Docs/Author a playbook with an LLM coding tool raw .md

Author a playbook with an LLM coding tool

The fastest way to write a playbook is to let your coding assistant (Claude Code, Cursor, etc.) draft it, then validate and sign it with the CLI. This page is written to be handed to that assistant — point it here, describe the flow you want, and iterate against obep lint until it's clean.
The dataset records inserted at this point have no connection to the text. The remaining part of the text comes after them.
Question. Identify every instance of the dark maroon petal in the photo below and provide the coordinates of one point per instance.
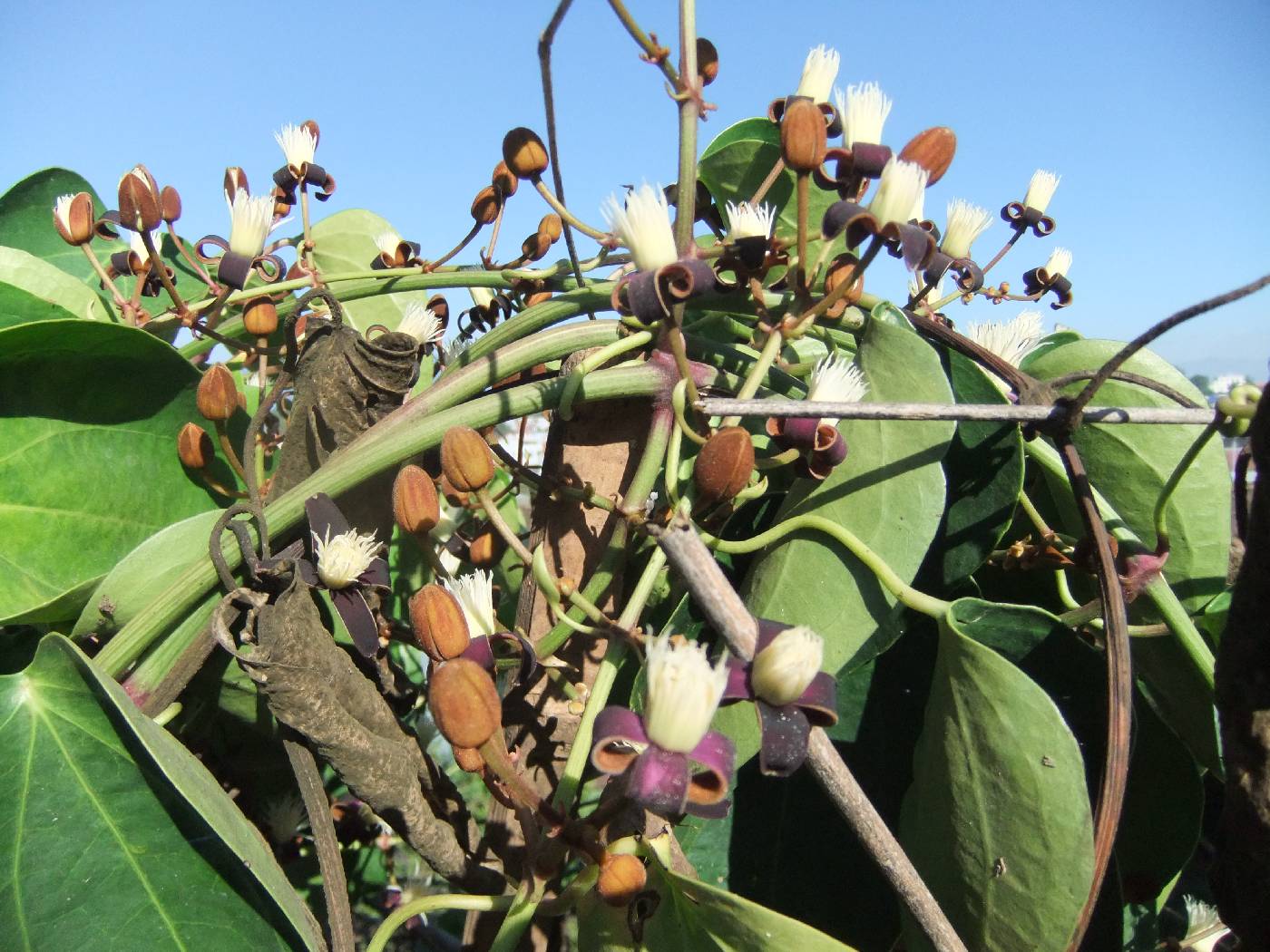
(784, 739)
(819, 702)
(357, 618)
(658, 781)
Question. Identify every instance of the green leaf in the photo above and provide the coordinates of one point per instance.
(1129, 466)
(999, 793)
(116, 835)
(32, 289)
(89, 415)
(346, 243)
(889, 491)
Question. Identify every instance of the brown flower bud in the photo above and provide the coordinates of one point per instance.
(140, 205)
(724, 463)
(73, 219)
(218, 396)
(485, 205)
(194, 447)
(708, 61)
(504, 180)
(169, 200)
(621, 879)
(438, 622)
(260, 316)
(466, 461)
(524, 154)
(803, 135)
(464, 704)
(933, 150)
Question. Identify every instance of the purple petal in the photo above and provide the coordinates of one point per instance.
(357, 618)
(619, 736)
(819, 702)
(784, 745)
(658, 781)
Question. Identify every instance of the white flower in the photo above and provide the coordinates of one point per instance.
(898, 192)
(298, 145)
(421, 324)
(748, 221)
(1060, 262)
(819, 70)
(681, 692)
(785, 668)
(1040, 189)
(864, 111)
(343, 558)
(965, 224)
(250, 222)
(475, 594)
(644, 226)
(1011, 340)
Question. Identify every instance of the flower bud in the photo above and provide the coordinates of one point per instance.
(415, 501)
(524, 154)
(803, 135)
(194, 447)
(466, 461)
(438, 622)
(260, 316)
(464, 704)
(724, 463)
(933, 150)
(621, 878)
(218, 396)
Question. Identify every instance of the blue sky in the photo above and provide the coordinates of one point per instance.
(1153, 114)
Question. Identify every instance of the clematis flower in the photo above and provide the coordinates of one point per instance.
(790, 694)
(835, 378)
(672, 762)
(346, 564)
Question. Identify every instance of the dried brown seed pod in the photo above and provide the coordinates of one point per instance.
(415, 501)
(464, 704)
(724, 463)
(218, 399)
(933, 149)
(465, 460)
(438, 622)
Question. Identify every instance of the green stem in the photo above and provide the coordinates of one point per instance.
(889, 579)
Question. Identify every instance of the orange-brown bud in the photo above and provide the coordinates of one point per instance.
(485, 205)
(933, 150)
(724, 463)
(194, 447)
(621, 879)
(415, 501)
(260, 316)
(466, 461)
(524, 154)
(218, 396)
(438, 622)
(464, 704)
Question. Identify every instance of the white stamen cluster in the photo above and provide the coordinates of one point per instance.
(421, 324)
(475, 594)
(250, 222)
(298, 143)
(819, 70)
(864, 111)
(749, 221)
(899, 192)
(681, 694)
(785, 668)
(644, 226)
(965, 224)
(1040, 189)
(342, 559)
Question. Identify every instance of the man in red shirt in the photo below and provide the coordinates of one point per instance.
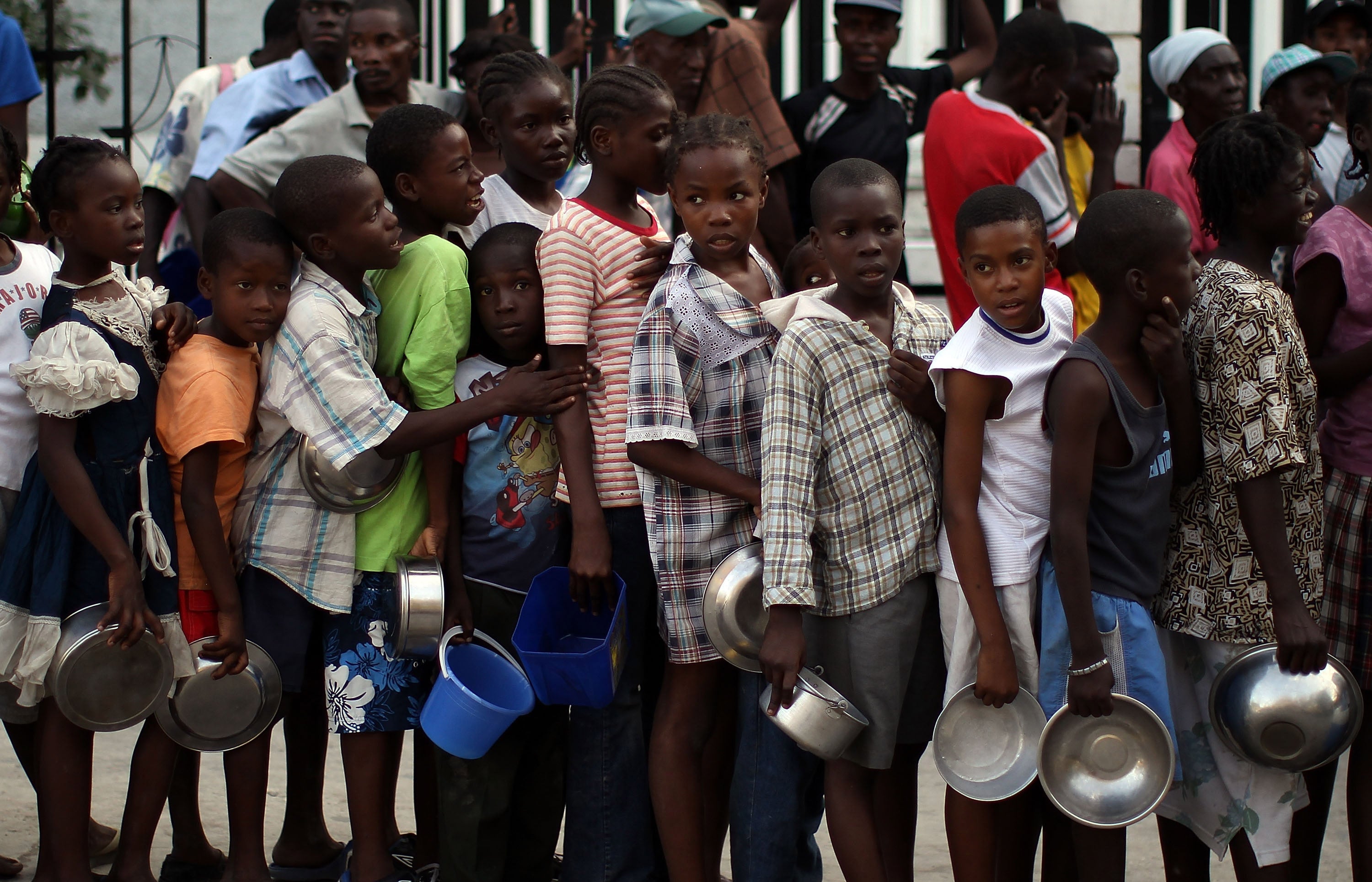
(979, 139)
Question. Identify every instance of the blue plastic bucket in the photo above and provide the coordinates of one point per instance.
(571, 657)
(477, 697)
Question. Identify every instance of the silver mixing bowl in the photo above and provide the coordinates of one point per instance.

A playbook is a signed JSON recipe for one browser flow. It carries a fence (exactly which domains, actions, and credential keys are allowed) and an optional deterministic steps list. Secrets are never in the playbook — only key references resolved from the user's on-device vault.

#The closed action set

These are the only 8 actions. Adding one means shipping a new extension version — an LLM cannot invent actions.

action fields does
navigate url go to a URL
click selector click an element
fill selector, value type a non-secret value
fillSecret selector, credentialKey type a secret resolved from the vault (value never in the playbook)
upload selector, file attach a file
wait selector?, timeoutMs? wait for an element / timeout
extract selector, as read a value into the result under key as
done finish

#The shape

{
  "playbookId": "acme.portal-upload",        // ^[a-z0-9]([a-z0-9._-]*[a-z0-9])?$
  "version": 1,
  "tenantId": "acme",
  "permissions": {                            // the FENCE — keep it as tight as the flow needs
    "allowedDomains": ["portal.example.com"], // exact hosts, or single-label wildcard "*.example.com". No bare "*".
    "allowedActions": ["navigate", "fillSecret", "click", "upload", "extract"],
    "allowedCredentialKeys": ["portal_username", "portal_password"], // ^[a-z0-9_]+$ — refs, never values
    "capture": { "screenshots": "never", "fullDom": false, "elementsOnly": true },
    "sensitiveSurfacePolicy": "block"         // or "acknowledge" + "acknowledgeSensitive": ["..."]
  },
  "steps": [                                  // optional deterministic happy-path; omit for pure-LLM
    { "action": "navigate", "url": "https://portal.example.com/login" },
    { "action": "fillSecret", "selector": "#username", "credentialKey": "portal_username" },
    { "action": "fillSecret", "selector": "#password", "credentialKey": "portal_password" },
    { "action": "click", "selector": "#signin" },
    { "action": "navigate", "url": "https://portal.example.com/claims/upload" },
    { "action": "upload", "selector": "input[type=file]", "file": "report.pdf" },
    { "action": "click", "selector": "#submit" },
    { "action": "extract", "selector": ".confirmation-number", "as": "confirmationNumber" }
  ],
  "fallback": "halt"                          // "halt" = stop if a step breaks; "llm" = hand off to your decider
}

issuedAt and signature are added by the CLI at sign time — the assistant does not write them.

#Rules the assistant must follow (these are lint errors otherwise)

  • Secrets only via fillSecret + credentialKey. Never put a password in a fill value or anywhere in the file. Credential keys are references to the user's vault.
  • Tightest possible fence. allowedDomains = only the hosts the flow touches (exact where you can); allowedActions = only the actions used; allowedCredentialKeys = only the keys referenced. Over-broad fences are flagged.
  • No bare * domain, no bare TLD. Single-label wildcards like *.example.com are allowed.
  • Default-tight capture: screenshots: "never", fullDom: false, elementsOnly: true. Anything looser must be justified and is flagged.
  • sensitiveSurfacePolicy: "block" unless a surface is explicitly acknowledged.

#The loop

Have the assistant write flow.json, then drive it against the CLI — the linter is the guardrail, and sign refuses a playbook with lint errors, so the assistant iterates until clean:

npx @obep/cli lint flow.json          # fix every ✖ error the assistant sees, re-run
npx @obep/cli sign flow.json --key keys/tenant.key --out flow-signed.json

Then register flow-signed.json with the relay; it gets a playbookId you call at runtime.

#A prompt you can paste

You are writing an OBEP playbook — a signed JSON recipe for one browser flow.
Read docs/PLAYBOOK_AUTHORING.md for the exact schema, the 8 allowed actions, and
the fence rules. Then write flow.json for this flow:

  <describe the flow: the site, the login fields, the steps, what to extract>

Requirements:
- Use ONLY the 8 actions. Secrets go through fillSecret + a credentialKey (e.g.
  portal_password) — never a literal value.
- Make permissions as tight as the flow needs (exact domains, only actions used,
  only credential keys referenced; capture screenshots:never, fullDom:false).
- Do not add issuedAt or signature.

Then run `npx @obep/cli lint flow.json`, fix every error, and repeat until it
reports clean. Do not sign — I hold the signing key.

The last line matters: the human holds the signing key. An assistant drafts and lints; a person reviews and signs. See the Integration guide for the rest.